The Winner's Kiss (The Winner's Trilogy, #3)(61)
Eventually, she fell silent.
The next time, also on the road, he noticed her weaving Javelin through the ranks to approach him. He twitched his horse left and found a reason to be somewhere else. At night, he waited until she had pitched her tent. He made sure not to set his nearby.
She continued to glow at the edge of his vision. When camp broke at dawn, he’d catch sight of her bright hair, notice her talking effortlessly with the Herrani, or trying to learn Dacran from the easterners. He watched the soldiers’ wariness dissolve. They began to smile at her arrival, to like her despite themselves and her appearance: the very image of a Valorian warrior girl.
She kept close company with Roshar. Arin saw from afar the way the prince teased her. Heard her laugh. It squeezed a fist inside him. At dusk, the pair of them played cards. Roshar bled the air with a string of eastern curses when he lost.
On an evening when they were about ten leagues from Errilith, Arin came to Roshar’s tent, which was large enough to accommodate a small table, a set of canvas-backed chairs, and a collapsible bed woven in the style and colors of the nomadic plainspeople. The ticking had feathers, not straw, and the table offered roasted fowl, hulled red berries, and a bowl of eastern rice rendered a shocking orange by a spice Arin had tasted before, and found tangy, sweet, and a little bitter. There was a gourd of wine and two pewter cups. Two plates.
“And lo,” Roshar said from where he lounged in his teak chair with its swoop of green cloth. “The rains opened, and the stranger was a stranger no more.”
Arin looked at him.
“Poetry,” Roshar explained, “though it doesn’t scan so well in your tongue.”
“You’re expecting someone.”
“Maybe. You’ll do for now. Sit with me.”
“Kestrel?”
“Pardon me?”
“Are you expecting Kestrel.” The question came out flat.
Roshar coughed. “Nooo,” he drawled, but Arin didn’t like the humor in his voice. He sat anyway and watched Roshar prepare a plate for him, which wasn’t at all expected of an eastern prince and his guest, but Roshar sometimes liked to play the prince and sometimes didn’t. “Kestrel has raised the issue of Valorian scouts. We can’t expect to be wholly unnoticed, tramping along the main southern road.”
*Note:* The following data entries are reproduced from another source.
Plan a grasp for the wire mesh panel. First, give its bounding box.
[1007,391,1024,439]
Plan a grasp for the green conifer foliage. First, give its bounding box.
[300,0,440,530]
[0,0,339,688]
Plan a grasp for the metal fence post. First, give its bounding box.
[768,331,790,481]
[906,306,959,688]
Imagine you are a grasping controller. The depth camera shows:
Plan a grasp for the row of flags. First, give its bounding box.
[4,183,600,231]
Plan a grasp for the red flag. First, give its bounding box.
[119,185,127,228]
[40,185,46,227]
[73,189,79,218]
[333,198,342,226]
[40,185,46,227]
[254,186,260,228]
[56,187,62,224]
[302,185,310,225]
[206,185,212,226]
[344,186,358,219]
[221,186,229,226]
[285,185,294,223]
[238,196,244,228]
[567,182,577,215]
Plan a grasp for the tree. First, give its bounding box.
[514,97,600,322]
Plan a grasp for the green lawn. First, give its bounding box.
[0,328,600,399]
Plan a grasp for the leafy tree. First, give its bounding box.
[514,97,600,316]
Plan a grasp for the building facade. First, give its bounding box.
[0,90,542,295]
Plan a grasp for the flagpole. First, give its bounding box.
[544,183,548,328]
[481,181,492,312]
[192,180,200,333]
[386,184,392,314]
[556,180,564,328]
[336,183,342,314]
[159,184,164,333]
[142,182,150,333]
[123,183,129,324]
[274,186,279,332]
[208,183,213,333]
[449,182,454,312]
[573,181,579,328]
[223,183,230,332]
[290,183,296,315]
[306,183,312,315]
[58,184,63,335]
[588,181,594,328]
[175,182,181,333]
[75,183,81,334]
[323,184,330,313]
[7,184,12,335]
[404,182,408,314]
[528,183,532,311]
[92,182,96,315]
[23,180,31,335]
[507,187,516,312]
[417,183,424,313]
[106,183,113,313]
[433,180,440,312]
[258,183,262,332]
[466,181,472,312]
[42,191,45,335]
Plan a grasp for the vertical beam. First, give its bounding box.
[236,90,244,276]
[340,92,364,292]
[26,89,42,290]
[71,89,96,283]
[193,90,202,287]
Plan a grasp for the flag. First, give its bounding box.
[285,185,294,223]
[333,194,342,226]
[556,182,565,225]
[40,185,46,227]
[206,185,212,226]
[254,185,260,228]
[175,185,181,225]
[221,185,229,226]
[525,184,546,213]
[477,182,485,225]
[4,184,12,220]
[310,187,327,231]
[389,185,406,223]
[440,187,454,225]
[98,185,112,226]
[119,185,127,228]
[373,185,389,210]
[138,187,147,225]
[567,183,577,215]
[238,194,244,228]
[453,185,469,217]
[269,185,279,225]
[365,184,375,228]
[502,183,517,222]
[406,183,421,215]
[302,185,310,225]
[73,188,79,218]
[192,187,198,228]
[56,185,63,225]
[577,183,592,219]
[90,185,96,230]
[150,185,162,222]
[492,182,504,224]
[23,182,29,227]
“There’s been no attack.” Which was what Arin thought would ensue if the Valorians became aware of their movements.
“She wagers that the general has noticed the concentration of our forces at Lerralen. Whether he knows of this contingent is unclear, but he might be refraining from attacking us because he doesn’t want to position forces north of Errilith when his supply lines run south of it. Or maybe he thinks we’ll choose to defend the wrong estate and he can seize his prize unchallenged. Why confront us now and pay the price in blood if we’ll waste our energies elsewhere while he takes what he wants? Of course, Errilith could be the wrong estate.”
“If Kestrel says that’s the one, she’s right.”
“I agree.” Roshar drank his wine.
Arin tried to eat.
“Have you ever bested her at cards? Borderlands? Anything? She murders me,” Roshar complained.
“You spend a good deal of time with her.”
Roshar’s cup paused in midair. “Arin.”
Swift jealousy. A caged resentment.
“I’m not—shall we say—interested in Kestrel.” The prince’s expression changed slightly, and in the pause that followed, a slow thought occurred to Arin, one that offered an entirely new explanation for why Roshar’s soldiers had done nothing when Arin had pushed him into the shadowed trees. “Women don’t interest me that way,” Roshar said.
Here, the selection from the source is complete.